Ses livres (disponibles à la BN et à la bibliothèque «Arts et Culture», palais du gouvernement :
Leila, jeune fille d’Algérie, 1947, 191 pages, imp. Charras.
Leila, instruite et évoluée, est ramenée dans sa famille conservatrice du Sud. Elle en souffre. Elle échappe au mariage imposé par un oncle despotique, après la mort du père, grâce à l’intervention d’une amie française. Elle est même accueillie dans la famille française. Elle se met au service de la promotion de ses compatriotes, de la femme musulmane en particulier. Le programme de Leila est que la «vieille civilisation orientale» ainsi que la «jeune civilisation occidentale» doivent s’appuyer l’une à l’autre. Ce roman traduit les préoccupations sociopolitiques de l’auteur. (Assimilation ? Intégration ? Indépendance ?).
Aziza, 1955, 182 pages, imp. Imbert.
Une jeune fille musulmane d’Alger fait connaissance d’un jeune avocat, Ali Kamal. Nationaliste, il est en contact avec des hommes politiques. Tous deux s’aiment et se marient, mais au village natal selon la loi traditionnelle. L’époux est bientôt vite repris par ses «affaires» politiques. L’épouse, elle, languit et tombe malade au douar. Elle revient cependant à Alger ; mais l’union se rompt avec lui, passionné par son combat politique. Elle est ulcérée par l’indifférence d’Ali. Le divorce est consommé. Là encore le roman peut être interprété dans un sens politique ; d’un côté, le combat nationaliste, de l’autre, une volonté de promotion dans le cadre d’une assimilation.

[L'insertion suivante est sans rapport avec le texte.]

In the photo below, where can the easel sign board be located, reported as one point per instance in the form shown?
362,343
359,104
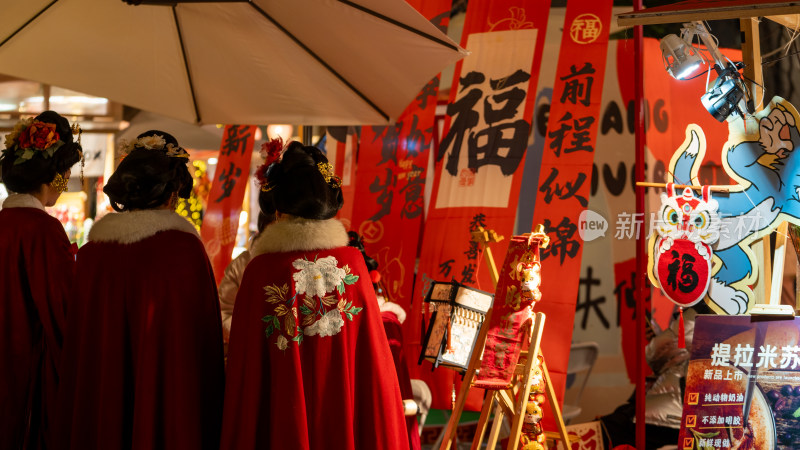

Quelques points de vue concernant ses livres
Dans Aziza, le personnage se trouve face à un rejet des pratiques où l’islam est associé aux traditions «archaïques» qu’elle peut tolérer tant qu’elle n’y est pas impliquée personnellement. Ce rejet est accompagné de la prise de conscience de «contradictions», expressions elles-mêmes du conflit entre l’idéologie d’origine et l’idéologie acquise.
Ainsi, lorsqu’Aziza renverse la jarre, le jour de ses noces et qu’on lui prédit un avenir plein de douleurs, elle est ébranlée : «Quand je voulus me lever, ma tante dut me soutenir ; c’est que je croyais très fort aux présages» (p.88). Puis elle se prête volontiers à une pratique de désensorcellement : «A la fin, il apparut que le mauvais sort était conjuré et nous fûmes toutes soulagées d’un poids» (p.89).  C’est ce que nous lisons également dans La statue de sel d’A. Memmi (1953). «Notre culture locale était d’un incroyable primitivisme. Mélange incohérent de superstitions berbères, de croyances de bonnes femmes, de rites formels. Il ne pouvait satisfaire le moindre besoin de spiritualité» (p.128) – (cf. Abécédaire en devenir de Christiane Achour).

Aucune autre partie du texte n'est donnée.